The process of decomposing a hydrocarbon raw material using the steam reforming catalyst according to the present invention to obtain a reaction mixed gas mainly composed of C1 component and hydrogen is a liquid hydrocarbon raw material having a total sulfur content of 50 ppm or less. , LHSV is 5 h ⁻¹ or less, the reaction temperature is 300 to 800 ° C., and S / C is 1.0 to 6.0.

  Liquid hydrocarbon raw materials are a wide variety of hydrocarbon compounds such as propane, isooctane, kerosene, and gasoline.
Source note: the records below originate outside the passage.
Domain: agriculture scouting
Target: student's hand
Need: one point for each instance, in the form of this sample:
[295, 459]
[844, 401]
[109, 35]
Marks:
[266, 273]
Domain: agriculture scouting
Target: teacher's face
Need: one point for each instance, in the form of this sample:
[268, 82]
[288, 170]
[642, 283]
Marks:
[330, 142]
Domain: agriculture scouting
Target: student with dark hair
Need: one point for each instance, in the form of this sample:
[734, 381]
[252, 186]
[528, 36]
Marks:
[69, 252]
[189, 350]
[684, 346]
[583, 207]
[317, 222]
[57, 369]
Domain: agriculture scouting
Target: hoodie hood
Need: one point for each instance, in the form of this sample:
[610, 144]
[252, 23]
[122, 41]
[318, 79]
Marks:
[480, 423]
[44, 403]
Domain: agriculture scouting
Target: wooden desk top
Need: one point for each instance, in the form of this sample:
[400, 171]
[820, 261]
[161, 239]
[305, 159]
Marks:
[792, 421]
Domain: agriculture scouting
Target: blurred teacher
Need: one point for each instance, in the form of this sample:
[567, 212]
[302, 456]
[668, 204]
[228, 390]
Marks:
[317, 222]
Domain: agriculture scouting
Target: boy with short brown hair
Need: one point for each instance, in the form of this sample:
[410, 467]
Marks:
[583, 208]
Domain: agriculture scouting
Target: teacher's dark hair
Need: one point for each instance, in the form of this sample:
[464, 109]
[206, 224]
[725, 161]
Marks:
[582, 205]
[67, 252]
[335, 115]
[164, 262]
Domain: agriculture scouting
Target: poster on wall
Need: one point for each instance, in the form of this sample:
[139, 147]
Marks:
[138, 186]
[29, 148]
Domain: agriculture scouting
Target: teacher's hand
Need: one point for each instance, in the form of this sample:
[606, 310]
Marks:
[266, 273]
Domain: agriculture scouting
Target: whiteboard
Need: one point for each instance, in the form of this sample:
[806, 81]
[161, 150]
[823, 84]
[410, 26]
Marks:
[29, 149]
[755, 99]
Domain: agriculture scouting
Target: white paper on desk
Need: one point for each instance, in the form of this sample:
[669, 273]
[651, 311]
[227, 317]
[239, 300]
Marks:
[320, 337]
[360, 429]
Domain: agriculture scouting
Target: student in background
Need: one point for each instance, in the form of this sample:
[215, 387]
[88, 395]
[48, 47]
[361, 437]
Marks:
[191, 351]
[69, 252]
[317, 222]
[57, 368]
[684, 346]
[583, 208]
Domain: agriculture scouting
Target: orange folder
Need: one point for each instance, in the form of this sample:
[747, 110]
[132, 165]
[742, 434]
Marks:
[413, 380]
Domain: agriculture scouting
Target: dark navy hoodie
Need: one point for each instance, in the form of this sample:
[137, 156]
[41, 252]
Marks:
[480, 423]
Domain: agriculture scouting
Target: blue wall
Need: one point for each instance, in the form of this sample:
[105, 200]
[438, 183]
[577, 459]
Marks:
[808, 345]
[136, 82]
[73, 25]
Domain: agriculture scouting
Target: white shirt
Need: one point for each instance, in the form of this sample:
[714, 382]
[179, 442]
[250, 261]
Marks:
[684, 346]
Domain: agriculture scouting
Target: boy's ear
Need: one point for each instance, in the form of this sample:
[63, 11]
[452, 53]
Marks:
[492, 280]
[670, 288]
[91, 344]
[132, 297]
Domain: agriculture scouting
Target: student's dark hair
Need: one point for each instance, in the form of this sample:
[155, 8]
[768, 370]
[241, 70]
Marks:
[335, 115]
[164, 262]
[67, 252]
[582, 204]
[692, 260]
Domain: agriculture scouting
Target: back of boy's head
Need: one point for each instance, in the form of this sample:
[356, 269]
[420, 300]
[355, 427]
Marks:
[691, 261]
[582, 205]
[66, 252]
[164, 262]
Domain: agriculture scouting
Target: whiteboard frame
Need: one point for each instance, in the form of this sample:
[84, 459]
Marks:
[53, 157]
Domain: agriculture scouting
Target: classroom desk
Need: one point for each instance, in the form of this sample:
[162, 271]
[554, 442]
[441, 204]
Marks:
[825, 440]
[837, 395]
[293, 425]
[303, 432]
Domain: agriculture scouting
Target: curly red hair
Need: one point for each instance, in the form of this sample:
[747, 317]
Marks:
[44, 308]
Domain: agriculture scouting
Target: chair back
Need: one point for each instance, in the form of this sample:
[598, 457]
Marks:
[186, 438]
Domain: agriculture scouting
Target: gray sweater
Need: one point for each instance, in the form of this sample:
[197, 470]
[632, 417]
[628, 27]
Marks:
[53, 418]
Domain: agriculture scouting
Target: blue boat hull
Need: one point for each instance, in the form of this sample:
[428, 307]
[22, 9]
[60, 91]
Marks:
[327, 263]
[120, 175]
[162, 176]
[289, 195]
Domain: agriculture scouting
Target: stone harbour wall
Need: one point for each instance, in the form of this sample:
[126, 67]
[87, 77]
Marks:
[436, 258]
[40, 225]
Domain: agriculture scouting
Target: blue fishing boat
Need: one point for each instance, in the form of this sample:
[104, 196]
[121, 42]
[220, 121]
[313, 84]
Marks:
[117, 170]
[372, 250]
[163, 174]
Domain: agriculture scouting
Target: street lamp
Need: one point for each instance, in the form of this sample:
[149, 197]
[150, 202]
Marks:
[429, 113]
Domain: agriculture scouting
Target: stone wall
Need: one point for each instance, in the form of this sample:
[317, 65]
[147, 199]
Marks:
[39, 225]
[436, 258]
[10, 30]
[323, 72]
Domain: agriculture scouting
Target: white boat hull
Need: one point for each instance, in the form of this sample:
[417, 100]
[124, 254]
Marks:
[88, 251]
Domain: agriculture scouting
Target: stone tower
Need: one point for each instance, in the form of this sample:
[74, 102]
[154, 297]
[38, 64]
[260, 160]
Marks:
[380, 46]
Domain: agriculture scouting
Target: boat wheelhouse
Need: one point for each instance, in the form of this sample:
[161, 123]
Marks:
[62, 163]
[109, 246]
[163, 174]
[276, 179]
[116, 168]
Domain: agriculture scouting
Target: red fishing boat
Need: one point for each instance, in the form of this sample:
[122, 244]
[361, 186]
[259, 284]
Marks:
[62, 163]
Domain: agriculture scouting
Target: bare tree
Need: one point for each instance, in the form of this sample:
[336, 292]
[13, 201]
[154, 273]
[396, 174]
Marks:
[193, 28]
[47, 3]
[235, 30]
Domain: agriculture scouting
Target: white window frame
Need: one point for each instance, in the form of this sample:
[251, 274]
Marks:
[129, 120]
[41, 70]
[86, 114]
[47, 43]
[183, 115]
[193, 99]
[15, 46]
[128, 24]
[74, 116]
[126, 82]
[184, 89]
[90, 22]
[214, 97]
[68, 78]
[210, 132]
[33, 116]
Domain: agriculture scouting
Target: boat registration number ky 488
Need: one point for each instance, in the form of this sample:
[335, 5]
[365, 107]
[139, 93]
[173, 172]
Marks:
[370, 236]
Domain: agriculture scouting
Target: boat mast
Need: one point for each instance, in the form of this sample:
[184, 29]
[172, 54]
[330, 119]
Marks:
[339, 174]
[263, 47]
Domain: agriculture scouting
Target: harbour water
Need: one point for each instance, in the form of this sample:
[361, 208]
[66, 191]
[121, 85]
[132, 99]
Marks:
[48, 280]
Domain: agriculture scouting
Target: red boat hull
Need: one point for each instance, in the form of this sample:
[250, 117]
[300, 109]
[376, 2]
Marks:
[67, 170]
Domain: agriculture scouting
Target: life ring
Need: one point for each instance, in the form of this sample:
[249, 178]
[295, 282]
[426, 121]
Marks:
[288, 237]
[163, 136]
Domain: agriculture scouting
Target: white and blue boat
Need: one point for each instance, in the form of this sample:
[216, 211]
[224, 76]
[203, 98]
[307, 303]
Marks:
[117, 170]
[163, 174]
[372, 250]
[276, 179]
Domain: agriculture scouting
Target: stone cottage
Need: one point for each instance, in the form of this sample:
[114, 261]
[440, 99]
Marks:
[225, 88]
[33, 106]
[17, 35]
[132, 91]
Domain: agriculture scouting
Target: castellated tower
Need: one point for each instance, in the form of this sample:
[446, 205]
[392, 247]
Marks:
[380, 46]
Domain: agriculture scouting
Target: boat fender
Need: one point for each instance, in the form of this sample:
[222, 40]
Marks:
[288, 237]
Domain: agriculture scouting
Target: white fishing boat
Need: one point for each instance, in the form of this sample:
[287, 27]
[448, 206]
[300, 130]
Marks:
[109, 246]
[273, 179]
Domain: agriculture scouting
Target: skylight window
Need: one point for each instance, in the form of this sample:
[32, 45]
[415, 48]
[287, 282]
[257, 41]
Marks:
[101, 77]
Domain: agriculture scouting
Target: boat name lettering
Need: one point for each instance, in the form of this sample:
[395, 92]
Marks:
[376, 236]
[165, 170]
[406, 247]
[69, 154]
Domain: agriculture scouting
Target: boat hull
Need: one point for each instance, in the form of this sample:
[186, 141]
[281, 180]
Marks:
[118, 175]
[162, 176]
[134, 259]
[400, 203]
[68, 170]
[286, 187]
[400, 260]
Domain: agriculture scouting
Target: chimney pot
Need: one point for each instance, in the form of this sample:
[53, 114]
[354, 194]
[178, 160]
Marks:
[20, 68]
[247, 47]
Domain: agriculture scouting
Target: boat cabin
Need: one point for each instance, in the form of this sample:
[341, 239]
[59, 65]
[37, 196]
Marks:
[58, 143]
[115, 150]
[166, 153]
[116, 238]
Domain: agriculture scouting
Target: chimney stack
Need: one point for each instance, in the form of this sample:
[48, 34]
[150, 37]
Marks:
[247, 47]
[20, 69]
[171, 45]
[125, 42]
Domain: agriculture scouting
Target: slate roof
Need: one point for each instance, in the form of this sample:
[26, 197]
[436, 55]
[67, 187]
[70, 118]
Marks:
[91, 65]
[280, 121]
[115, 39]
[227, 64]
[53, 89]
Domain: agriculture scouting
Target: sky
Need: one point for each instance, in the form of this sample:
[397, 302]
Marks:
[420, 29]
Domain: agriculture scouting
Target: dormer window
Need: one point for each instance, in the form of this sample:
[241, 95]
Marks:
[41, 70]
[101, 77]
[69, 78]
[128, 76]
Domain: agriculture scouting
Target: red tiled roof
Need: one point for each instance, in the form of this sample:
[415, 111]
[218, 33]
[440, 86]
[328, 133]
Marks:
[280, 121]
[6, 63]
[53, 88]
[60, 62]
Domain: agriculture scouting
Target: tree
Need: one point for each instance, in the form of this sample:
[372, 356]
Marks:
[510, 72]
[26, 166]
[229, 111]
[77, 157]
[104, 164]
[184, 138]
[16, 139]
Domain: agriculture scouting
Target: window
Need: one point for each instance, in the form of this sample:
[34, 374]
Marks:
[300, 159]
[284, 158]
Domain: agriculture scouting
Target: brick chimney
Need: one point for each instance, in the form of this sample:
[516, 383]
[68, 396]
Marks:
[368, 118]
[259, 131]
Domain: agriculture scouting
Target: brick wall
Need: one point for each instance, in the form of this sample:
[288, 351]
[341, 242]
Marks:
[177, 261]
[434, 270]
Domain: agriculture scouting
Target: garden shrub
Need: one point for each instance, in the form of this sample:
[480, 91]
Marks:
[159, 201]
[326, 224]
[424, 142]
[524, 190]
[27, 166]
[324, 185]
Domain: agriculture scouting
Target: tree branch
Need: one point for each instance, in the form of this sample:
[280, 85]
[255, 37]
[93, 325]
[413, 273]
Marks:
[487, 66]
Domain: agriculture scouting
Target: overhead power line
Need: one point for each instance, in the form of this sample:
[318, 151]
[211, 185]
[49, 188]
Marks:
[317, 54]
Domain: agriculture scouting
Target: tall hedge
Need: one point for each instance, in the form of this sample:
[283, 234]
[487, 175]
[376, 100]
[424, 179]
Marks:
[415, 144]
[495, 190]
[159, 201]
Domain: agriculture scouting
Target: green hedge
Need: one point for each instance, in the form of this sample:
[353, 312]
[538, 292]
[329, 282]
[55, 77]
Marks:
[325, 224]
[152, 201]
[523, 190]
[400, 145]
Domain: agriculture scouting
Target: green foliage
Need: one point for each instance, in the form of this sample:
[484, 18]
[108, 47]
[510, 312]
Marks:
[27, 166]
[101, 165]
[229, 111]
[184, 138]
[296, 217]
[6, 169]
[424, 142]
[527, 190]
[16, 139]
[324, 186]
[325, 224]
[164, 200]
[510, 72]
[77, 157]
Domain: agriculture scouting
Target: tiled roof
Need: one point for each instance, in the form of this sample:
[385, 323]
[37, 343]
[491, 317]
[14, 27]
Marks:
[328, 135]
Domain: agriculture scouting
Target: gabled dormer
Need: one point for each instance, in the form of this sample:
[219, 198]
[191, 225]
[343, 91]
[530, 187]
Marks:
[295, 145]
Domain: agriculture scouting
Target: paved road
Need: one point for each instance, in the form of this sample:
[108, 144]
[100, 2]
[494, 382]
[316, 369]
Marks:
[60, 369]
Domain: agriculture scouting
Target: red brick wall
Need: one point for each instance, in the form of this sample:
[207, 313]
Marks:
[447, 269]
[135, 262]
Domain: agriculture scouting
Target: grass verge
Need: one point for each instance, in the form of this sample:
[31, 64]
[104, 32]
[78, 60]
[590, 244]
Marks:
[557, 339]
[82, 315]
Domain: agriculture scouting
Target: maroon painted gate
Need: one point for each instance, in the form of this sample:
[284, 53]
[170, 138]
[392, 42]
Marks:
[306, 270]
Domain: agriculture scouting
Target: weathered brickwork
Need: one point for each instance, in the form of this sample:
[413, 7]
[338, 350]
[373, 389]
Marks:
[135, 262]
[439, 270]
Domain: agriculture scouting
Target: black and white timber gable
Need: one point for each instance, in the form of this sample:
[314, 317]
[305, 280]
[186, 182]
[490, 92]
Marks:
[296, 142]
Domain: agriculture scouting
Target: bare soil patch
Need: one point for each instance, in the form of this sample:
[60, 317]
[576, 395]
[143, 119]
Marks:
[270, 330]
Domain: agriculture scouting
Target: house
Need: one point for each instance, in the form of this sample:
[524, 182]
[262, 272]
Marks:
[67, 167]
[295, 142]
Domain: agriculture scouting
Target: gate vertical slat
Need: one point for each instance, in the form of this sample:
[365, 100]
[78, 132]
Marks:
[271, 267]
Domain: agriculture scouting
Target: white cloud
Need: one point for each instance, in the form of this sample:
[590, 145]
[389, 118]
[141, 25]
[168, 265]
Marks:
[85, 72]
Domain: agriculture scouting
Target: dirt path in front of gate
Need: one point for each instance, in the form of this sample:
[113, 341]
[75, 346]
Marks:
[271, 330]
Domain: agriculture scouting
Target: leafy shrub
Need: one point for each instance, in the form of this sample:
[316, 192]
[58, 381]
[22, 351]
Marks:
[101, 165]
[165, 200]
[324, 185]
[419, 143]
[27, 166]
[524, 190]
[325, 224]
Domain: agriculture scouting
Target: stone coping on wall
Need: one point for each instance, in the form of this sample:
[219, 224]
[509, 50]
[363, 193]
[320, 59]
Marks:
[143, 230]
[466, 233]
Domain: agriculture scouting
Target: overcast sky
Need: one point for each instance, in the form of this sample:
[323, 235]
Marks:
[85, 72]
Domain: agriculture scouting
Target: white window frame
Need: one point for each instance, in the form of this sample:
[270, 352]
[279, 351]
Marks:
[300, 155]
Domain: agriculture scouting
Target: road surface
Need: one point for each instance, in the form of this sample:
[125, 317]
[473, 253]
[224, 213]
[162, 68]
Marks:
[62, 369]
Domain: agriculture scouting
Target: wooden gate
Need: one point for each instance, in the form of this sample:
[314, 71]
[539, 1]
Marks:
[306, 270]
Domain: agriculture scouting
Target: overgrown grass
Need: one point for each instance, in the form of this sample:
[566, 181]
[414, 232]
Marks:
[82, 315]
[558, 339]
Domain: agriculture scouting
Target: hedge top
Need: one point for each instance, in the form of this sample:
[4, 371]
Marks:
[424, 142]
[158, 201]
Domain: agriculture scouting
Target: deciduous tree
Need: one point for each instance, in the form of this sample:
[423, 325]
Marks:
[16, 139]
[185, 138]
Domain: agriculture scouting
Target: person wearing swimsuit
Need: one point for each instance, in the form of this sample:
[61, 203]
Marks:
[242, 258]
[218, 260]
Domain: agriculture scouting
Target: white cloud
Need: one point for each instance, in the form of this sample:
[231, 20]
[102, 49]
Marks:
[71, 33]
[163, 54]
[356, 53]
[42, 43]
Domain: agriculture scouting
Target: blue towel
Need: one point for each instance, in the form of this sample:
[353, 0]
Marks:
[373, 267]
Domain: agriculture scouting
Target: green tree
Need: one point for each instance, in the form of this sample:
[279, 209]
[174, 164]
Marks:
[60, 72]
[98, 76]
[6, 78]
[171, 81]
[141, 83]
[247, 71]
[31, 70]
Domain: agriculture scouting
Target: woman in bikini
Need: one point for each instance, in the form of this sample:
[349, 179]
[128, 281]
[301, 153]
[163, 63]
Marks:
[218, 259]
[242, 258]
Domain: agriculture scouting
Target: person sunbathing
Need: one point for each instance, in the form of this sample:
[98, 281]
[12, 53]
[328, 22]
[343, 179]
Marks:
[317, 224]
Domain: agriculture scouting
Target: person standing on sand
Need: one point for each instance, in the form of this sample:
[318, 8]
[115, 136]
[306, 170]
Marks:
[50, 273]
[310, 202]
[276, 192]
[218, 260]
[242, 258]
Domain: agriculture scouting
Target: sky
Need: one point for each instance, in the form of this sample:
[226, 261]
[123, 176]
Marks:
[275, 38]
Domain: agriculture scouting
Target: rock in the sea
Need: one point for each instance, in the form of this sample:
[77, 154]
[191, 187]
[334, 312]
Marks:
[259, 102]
  Examples of the sulfur-containing compound contained in the hydrocarbon raw material include methyl mercaptan, ethyl mercaptan, isobutyl mercaptan, metaethyl sulfide, dimethyl sulfide, tertiary butyl mercaptan, sec-butyl mercaptan, n-butyl mercaptan, isopropyl mercaptan. N-propyl mercaptan, isoamyl mercaptan, n-amyl mercaptan, α-methylbutyl mercaptan, α-ethylpropyl mercaptan, n-hexyl mercaptan, 2-methylcaptohexane, 3-mercaptohexane, and the like.

If the LHSV exceeds 5h- ¹ , the active species metal and the hydrocarbon raw material cannot be sufficiently contacted. More preferably, it is 1-4h- ¹ .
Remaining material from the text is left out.